Princeton (5-14) split a home doubleheader with Vermont (7-4) Saturday and lost the front end of another Sunday before the final game was canceled in the fourth inning due to rain and bad field conditions.
In the first game Saturday, the Tigers used a four-run third inning to breeze by the Catamounts, 6-2, in seven innings at Clarke Field.
Vermont centerfielder Jeff Barry smoked a double on the first pitch of the game from senior Ryan Quillian and scored on a single two batters later. Princeton responded with a run of its own in the bottom of the first inning. Senior catcher Jon Miller singled with two outs, advanced on a wild pitch, and scored on a single by sophomore infielder Ryan Eldridge.
Quillian calmed down, and the Tigers backed him up. A four-run outburst in the third inning was plenty of support for the senior starter.
Junior utility man Steve Young led off the third with a walk, then scored when sophomore outfielder B.J. Szymanski lifted a fly ball to right field that ricocheted off the glove of Vermont's Jason Carey and resulted in a three-base error. Miller then doubled home Szymanski, and junior catcher Tim Lahey followed with a two-run homerun.

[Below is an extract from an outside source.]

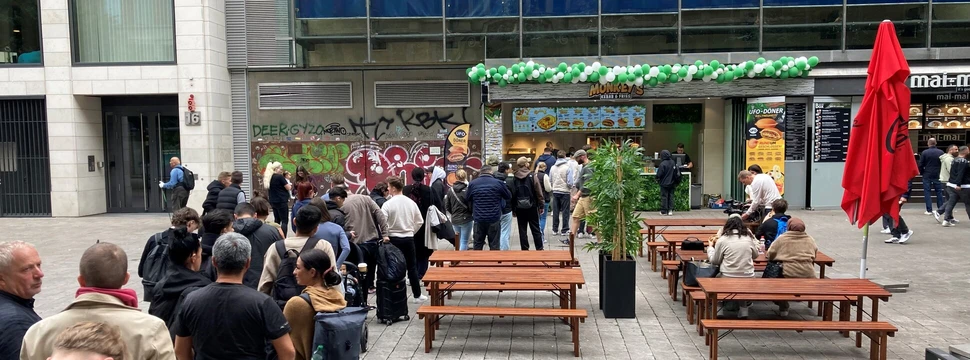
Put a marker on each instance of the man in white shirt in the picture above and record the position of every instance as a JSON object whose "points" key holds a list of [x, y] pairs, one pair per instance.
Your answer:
{"points": [[403, 220], [763, 193]]}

Quillian gave one back in the fourth, but junior outfielder Eric Fitzgerald hit a solo homer in the bottom half to answer.

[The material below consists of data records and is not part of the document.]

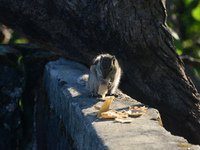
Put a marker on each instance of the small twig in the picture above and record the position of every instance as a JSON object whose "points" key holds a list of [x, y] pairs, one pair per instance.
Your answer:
{"points": [[188, 60]]}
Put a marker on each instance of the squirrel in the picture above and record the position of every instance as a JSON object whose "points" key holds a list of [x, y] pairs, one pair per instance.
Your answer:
{"points": [[105, 70]]}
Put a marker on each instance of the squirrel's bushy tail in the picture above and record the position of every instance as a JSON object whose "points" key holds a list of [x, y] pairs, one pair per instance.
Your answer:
{"points": [[83, 79]]}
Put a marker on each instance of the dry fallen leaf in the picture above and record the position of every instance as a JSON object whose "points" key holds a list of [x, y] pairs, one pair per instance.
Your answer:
{"points": [[123, 120], [97, 107], [93, 114], [113, 114], [136, 111], [106, 105], [105, 98]]}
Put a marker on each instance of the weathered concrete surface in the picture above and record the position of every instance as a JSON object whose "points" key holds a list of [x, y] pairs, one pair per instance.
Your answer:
{"points": [[66, 100]]}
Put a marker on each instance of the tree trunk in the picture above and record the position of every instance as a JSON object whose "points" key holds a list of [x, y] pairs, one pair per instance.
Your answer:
{"points": [[134, 31]]}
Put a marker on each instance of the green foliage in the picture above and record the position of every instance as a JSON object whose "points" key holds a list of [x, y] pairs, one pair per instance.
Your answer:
{"points": [[187, 13]]}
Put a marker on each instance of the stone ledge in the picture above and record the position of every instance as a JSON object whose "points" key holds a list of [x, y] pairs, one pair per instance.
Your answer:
{"points": [[70, 102]]}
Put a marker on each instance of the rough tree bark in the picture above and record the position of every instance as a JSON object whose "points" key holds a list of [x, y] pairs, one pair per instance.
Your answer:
{"points": [[135, 31]]}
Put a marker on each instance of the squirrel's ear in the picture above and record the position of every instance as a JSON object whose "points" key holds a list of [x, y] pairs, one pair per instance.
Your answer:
{"points": [[101, 59], [113, 59]]}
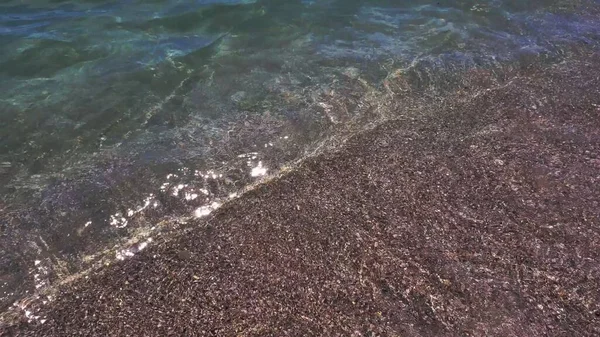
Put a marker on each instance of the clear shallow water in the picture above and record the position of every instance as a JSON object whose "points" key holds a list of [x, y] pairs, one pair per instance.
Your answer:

Both Quillian (2-2) and his opponent on the mound, Justin Bissonnette, went the distance.
Catamount vengeance
Vermont got its revenge in the second game. A well-pitched battle came down to the wire, with the Catamounts winning 4-2 thanks to a three-run ninth-inning rally. Princeton, though, struck first. Fitzgerald led off and reached on an error by Vermont shortstop Bobby Tewksbury. Szymanski followed with a single, then pulled off the double steal with Fitzgerald before freshman outfielder Andrew Salini singled them home for a 2-0 Tiger lead.

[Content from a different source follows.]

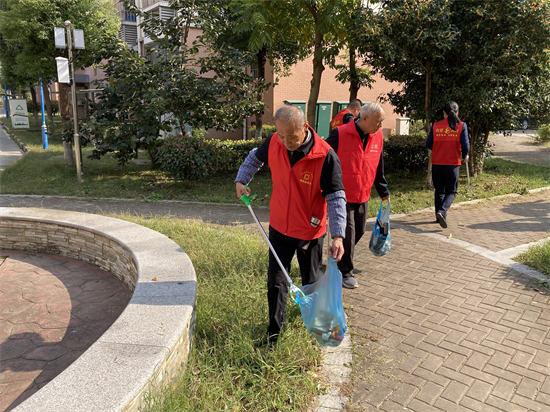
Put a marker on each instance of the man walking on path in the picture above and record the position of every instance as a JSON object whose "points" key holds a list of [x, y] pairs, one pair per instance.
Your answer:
{"points": [[306, 176], [359, 145], [447, 139], [346, 115]]}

The Catamounts halved the lead in the second when infielder Jason Iannoni blasted a leadoff homerun.
Pitching took over from there. Senior David Boehle got the start for Princeton and gave up just the one run in five innings. Senior Bill Broome relieved him in the six and pitched scoreless through the eighth.
Vermont's Jamie Merchant matched them pitch-for-pitch and kept the Tigers off the scoreboard until his team finally broke through in the ninth.

Broome retired the first two batters of the final inning before the Catamounts' Kyle Brault came in to pinch hit with the game on the line. On Broome's first pitch, Brault smacked a homerun to tie the game.
Barry then singled, Tewksbury walked, and Carey ripped a double to give Vermont the 4-2 lead.
"That stuff just happens," Princeton head coach Scott Bradley said. "No matter how good you are, you're always going to give up the late homerun sometimes. It's part of the game. We just hope it doesn't happen in any Ivy League games."
Merchant tossed a perfect ninth to seal the complete-game win.
Conditions were far worse Sunday after nighttime rain left the grass soaked. The teams played the first game in a light drizzle, and Vermont won 4-0 in seven innings on the strength of a three-hitter from sophomore Derek Miller.
"Vermont is a very good team with a very solid pitching staff," Bradley said after watching his team go scoreless in a 15-inning stretch between the second and third games.
Freshman Erik Stiller got the start for the Tigers as temperatures dropped below 30 degrees. Perhaps it was the cold that bothered the Texas freshman and led to four Catamount runs in the first two innings.
Jon Miller ripped a double off his namesake in the first inning, but after that Princeton only had one hit — a dribbler down the first base line by Eldridge in the second — in their next 19 plate appearances.
The light rain turned heavy and mixed with sleet and snow as the second game got started. Vermont scored five runs in the first off sophomore Jason Vaughan, but none of the statistics will count as the game was canceled with the Tigers trailing 7-5 in the fourth inning, before it could be declared official.